What should happen now? Who should be informed about this issue with the microcode update? Is it still a XCP-NG issue, a Linux issue, or an Intel issue? Thank you in advance for clarification.

andyhhp

@RealTehreal It's an Intel issue, but while this is enough to show that there is an issue, it's not enough to figure out what is wrong.

Sadly, a VM falling into a busy loop can be one of many things. It's clearly on the (v)BSP prior to starting (v)APs, hence why it's only ever a single CPU spinning.

Can you switch to using the debug hypervisor (change the /boot/xen.gz symlink to point at the -d suffixed hypervisor), and then capture xl dmesg after trying to boot one VM. Depending on how broken things are, we might see some diagnostics.

Could you also try running xtf as described here: https://xcp-ng.org/forum/post/57804 It's a long-shot, but if it does happen to stumble on the issue, then it will be orders of magnitude easier to debug than something misc broken in the middle of OVMF.

RealTehreal

@andyhhp Sure thing. I'll just need some time, as I can only do such things in my free time.

nikade

@RealTehreal said in Issue after latest host update:

@RealTehreal
Step-by-step instructions, in case, someone else has the same issue:

1.: yum history list to get the transaction id of the last update.

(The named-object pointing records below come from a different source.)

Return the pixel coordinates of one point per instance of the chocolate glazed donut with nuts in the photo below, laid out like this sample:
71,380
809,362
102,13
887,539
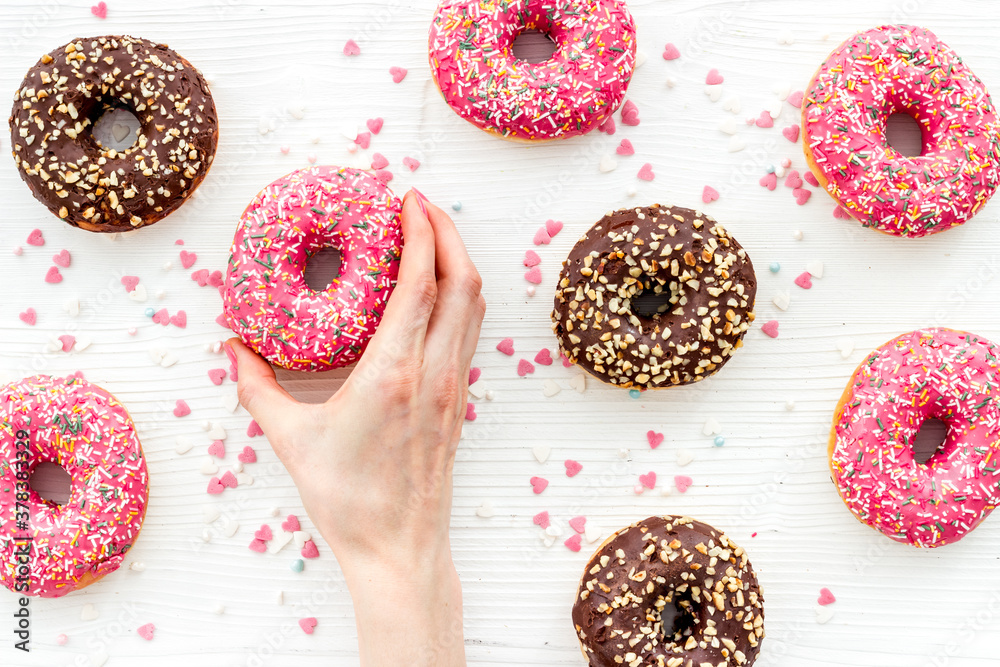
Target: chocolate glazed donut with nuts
664,250
663,561
101,189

2.: yum history info # with # being the id from step 1, to list the updates done in this transaction. The interesting part for me was
Updated microcode_ctl-2:2.1-26.xs26.2.xcpng8.2.x86_64  
Update                2:2.1-26.xs28.1.xcpng8.2.x86_64
3.:yum downgrade microcode_ctl-2:2.1-26.xs26.2.xcpng8.2.x86_64 to downgrade to the previous version. You will have to enter the older version for this command.

4.: Wait until it's done, reboot, test, pray it'll work again.

This is just a workaround! Microcode updates are important security and/or functional updates. Downgrading can lead to security issues.

Thanks for sharing the resolution, im sure it will help someone else in the future.